Art Book, reading room and the art of creating fictional files
by Priscila Arantes. (*)
Text for the solo exhibition Reading Room, Paço das Artes, São Paulo, Brazil, 2014.
The Art Book publisher could not be other: Menard Editions, direct allusion to Jorge Luis Borges, Argentine writer, and to the short story Pierre Menard, author of Quijote. According to Borges, Menard intended to write a Quijote verbally identical to Cervantes’ Quijote and say that it is not a copy.
In fact, Bruno Moreschi develops an encyclopedia, word for word, and in this case, we must admit, nothing fictional: as good or better as any encyclopedia of art we could find on the shelves of the best museums and cultural institutions in the country. The extremely meticulous and creative process in the choice of names, commented entries, as well as the biographies of each of the 50 artists presented; the images of the works, as well as the palette of colors and the configurations of graphic design that accompany the edition, leave nothing for any book of art that is called encyclopedic.

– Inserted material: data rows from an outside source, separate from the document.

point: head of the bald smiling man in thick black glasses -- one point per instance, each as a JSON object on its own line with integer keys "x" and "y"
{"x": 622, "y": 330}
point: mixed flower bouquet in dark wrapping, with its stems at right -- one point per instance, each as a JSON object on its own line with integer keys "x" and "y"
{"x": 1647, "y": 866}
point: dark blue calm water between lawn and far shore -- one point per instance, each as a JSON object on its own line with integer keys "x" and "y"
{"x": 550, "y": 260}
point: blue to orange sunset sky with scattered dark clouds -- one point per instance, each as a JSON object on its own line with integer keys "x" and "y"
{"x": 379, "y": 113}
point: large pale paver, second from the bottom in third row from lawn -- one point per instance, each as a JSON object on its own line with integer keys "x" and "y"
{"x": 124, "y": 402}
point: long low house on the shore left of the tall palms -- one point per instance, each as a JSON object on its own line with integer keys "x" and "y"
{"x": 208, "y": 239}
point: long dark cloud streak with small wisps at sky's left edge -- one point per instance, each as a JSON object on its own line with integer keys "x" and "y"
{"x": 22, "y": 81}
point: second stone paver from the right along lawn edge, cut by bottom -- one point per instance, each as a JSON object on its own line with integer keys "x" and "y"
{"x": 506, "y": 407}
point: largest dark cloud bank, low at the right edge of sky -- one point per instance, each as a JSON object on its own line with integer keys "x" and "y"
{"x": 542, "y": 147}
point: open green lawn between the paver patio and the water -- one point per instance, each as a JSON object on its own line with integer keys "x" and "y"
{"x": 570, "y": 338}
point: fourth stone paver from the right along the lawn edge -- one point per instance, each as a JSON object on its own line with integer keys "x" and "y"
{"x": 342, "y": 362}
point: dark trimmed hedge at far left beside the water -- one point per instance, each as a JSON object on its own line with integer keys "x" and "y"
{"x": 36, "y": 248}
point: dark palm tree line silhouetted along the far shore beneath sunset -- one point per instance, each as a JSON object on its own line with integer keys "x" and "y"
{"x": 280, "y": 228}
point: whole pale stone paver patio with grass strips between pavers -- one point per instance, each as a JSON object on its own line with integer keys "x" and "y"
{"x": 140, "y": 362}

The challenge of presenting Art Book at Paço das Artes was based on a question I asked to the artist: how was the process of creating this book / work? This is how Art Book is presented in this Reading Room: as a kind of cartographic diagram of the mental maps, visual and iconographic, that accompanied the creation of the fictional encyclopedia.
From visual approximations it is possible to detect cartography that articulates iconographically, similar to Atlas Mnemosyne developed by Aby Warburg. As we know the German historian puts into debate the traditional narrative processes of art history by proposing a new historiographical methodology based less on temporal and chronological articulations and more on visual approaches.
Like the Atlas studies of Warburg, Reading Room presents itself as an attempt to construct a history of art not from authors, historical contexts permeated by chronological and linear orders, but from visual and iconographic approximations. Consisting of 700 images, Moreschi’s ‘atlas’, however, is not only a classic image of art history, but articulates with images from the media, newspapers and the internet (the memes).
For Paço das Artes, an institution dedicated to the promotion, diffusion and memory of young Brazilian art, presenting Art Book and its reading room is not only an opportunity to bring to the public this singular work, but especially to show a project that is articulated with the concerns about the archive and the memory of the young Brazilian art that has been part of our work in recent years.
* Priscila Arantes is director and curator of the Paço das Artes, São Paulo.